Text
“I was watching you today,” my mother says. I am staring out the window. I am trying to get away. It doesn’t matter where, just somewhere, just somewhere else. I am trying to find silence, or peace, or something; I am trying to keep myself from turning to her and screaming SHUT UP WILL YOU PLEASE JUST SHUT UP, all the words running together like that, like they do when I am furious, when I am overcome by rage. I can feel, even though it’s not happening now, the way my throat fills up with mucus and spit and my words sound slurred and wet, strange, like I’ve got a cold and I’m drunk and I’m tired all at once, all together. Like how they sounded that time in college I took the migraine medication and had an allergic reaction and my throat swelled and my skin flushed and my voice – my words sounded thick, wrong – I remember trying to explain what was happening to the nurse at health services, my throat tight and full, mucus like glue around my words. I can feel my throat like that now, just thinking about screaming at my mother. Just thinking about making her be quiet, for once.

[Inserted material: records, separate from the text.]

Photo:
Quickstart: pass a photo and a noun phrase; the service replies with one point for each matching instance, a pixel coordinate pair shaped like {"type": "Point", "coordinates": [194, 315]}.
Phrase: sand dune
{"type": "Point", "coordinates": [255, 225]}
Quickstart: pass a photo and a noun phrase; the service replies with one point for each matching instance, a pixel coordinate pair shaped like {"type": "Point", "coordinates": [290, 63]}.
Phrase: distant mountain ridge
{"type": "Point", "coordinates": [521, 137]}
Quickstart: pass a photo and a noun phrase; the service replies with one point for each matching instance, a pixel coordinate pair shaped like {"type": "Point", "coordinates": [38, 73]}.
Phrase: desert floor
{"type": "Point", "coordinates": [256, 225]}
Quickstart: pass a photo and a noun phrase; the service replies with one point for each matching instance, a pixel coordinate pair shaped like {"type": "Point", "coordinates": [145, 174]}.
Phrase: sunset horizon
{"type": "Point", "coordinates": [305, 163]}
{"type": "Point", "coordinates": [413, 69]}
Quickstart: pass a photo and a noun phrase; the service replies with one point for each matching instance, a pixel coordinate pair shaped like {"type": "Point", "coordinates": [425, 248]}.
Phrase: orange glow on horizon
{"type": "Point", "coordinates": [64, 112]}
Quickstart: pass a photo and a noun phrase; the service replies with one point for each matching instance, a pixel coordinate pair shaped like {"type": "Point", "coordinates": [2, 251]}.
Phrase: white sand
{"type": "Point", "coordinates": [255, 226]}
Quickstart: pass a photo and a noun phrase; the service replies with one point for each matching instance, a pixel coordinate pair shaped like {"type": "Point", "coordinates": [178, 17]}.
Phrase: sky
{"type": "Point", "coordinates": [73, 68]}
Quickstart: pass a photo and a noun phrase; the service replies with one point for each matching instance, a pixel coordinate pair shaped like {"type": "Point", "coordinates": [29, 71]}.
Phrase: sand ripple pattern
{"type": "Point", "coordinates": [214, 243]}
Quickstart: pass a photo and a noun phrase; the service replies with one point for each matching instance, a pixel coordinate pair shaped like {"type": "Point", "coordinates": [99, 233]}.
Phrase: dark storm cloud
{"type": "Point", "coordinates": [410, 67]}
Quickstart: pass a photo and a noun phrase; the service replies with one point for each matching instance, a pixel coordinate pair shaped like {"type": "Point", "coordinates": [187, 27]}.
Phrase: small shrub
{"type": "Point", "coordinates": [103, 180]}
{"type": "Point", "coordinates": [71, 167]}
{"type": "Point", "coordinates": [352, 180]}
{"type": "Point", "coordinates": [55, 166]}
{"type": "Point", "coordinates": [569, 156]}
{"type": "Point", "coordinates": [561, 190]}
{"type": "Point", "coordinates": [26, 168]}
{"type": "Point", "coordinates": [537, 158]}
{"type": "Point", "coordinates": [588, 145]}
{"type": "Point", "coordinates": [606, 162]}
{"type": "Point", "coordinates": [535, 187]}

There are birds in the sky. Black birds. Small ones, all flying together, in – a pack? A school? I can’t remember what they’re called, when they all fly together like that. I am envious of them. Lazily, dreamily envious. I am tired, I realize. I yawn.
She is still talking.
What is she talking about? I yawn again. There’s no air in this car. There’s no air! I am exhausted. I want to fly away. I want to run away. I want to puncture my eardrums so I can’t hear her talking any more. She is still talking. I have no idea what she is talking about, but I know I should be angry, or defensive, or self-righteous. Something like that. She is criticizing me, I know.
I yawn.
“You’re doing too much, you know. That’s why you’re so tired. You’re always doing too much, you’re out too late, you don’t go to bed, you wake up too early, you’re unbalanced, that’s why you’re yawning.”
I am yawning because there’s no air in this car. I am yawning because even if there were air, you’d’ve swallowed it up already, with your words. I am yawning because listening to you exhausts me and tuning you out exhausts me even more. I am yawning because it is taking all my energy to keep from killing you.
I nod. I yawn again. She keeps talking.
The sky is wide open today. Ice blue, cold blue. I know it is cold outside. I wonder about the birds – do they get cold? Does flying keep them warm? Do they talk – squawk? – while they’re flying, or are they silent and focused?
Do birds yawn?
I hold my breath, try not to laugh. I know so little, I think, about birds. That strikes me as funny, that I could’ve gone through high school and college and not know simple things like whether birds yawn and if they get cold when they’re flying and what they’re called – a flock!
My eyes are watering from trying not to laugh. My face is hot. I am looking out the window. I am trying to breathe.
She is still talking.
I make a noise. A small noise. A tiny noise. Barely even a noise, really. Totally insignificant. She stops.
She looks at me.
She sighs. She shakes her head.
“I just don’t know what is going on with you,” she says. “I just don’t know what to do.”
I smile. I shrug. I look out the window.
She starts talking again. I watch the birds.